Increasing FY16E earnings by 12% (refer overleaf). Unbilled sales of RM9.20b provide 2-3 years visibility.

Rating

Maintain MARKET PERFORM

Valuation

SPSETIA appears to be making new historical trough levels as the last price implies 8.4x FY16E PER while yields also look compelling. However, it lacks nearterm catalysts while investors’ confidence hinges on a permanent management team albeit the strong financials of the company. While we gather that the bulk of Battersea buyers are locals, the negative sentiment clouding the ‘Brexit’ issue may overshadow SETIA’s stellar earnings deliveries over FY16-17E.
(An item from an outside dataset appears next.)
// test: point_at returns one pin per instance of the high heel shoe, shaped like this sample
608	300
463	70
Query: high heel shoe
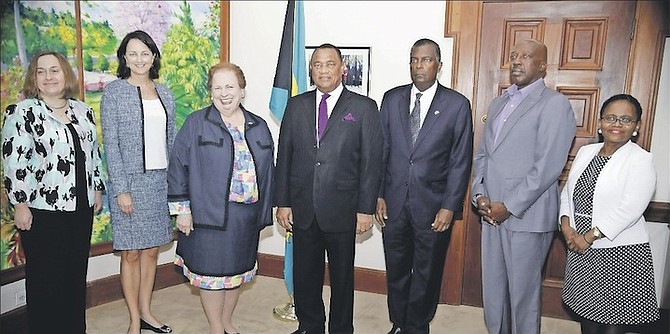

We are also revisiting our sector valuations with a downside bias. Thus, we opt to widen our FD RNAV discount factor to 45%, or close to -1SD, (from 38%) on our FD RNAV of RM5.61, resulting in a lower TP of RM3.08 (from RM3.50).

Risks

(i) Weaker-than-expected property sales. (ii) Higherthan- expected sales and administrative costs. (iii) Negative real estate policies. (iv) Tighter lending environments. (v) Vacuum in long-term management team.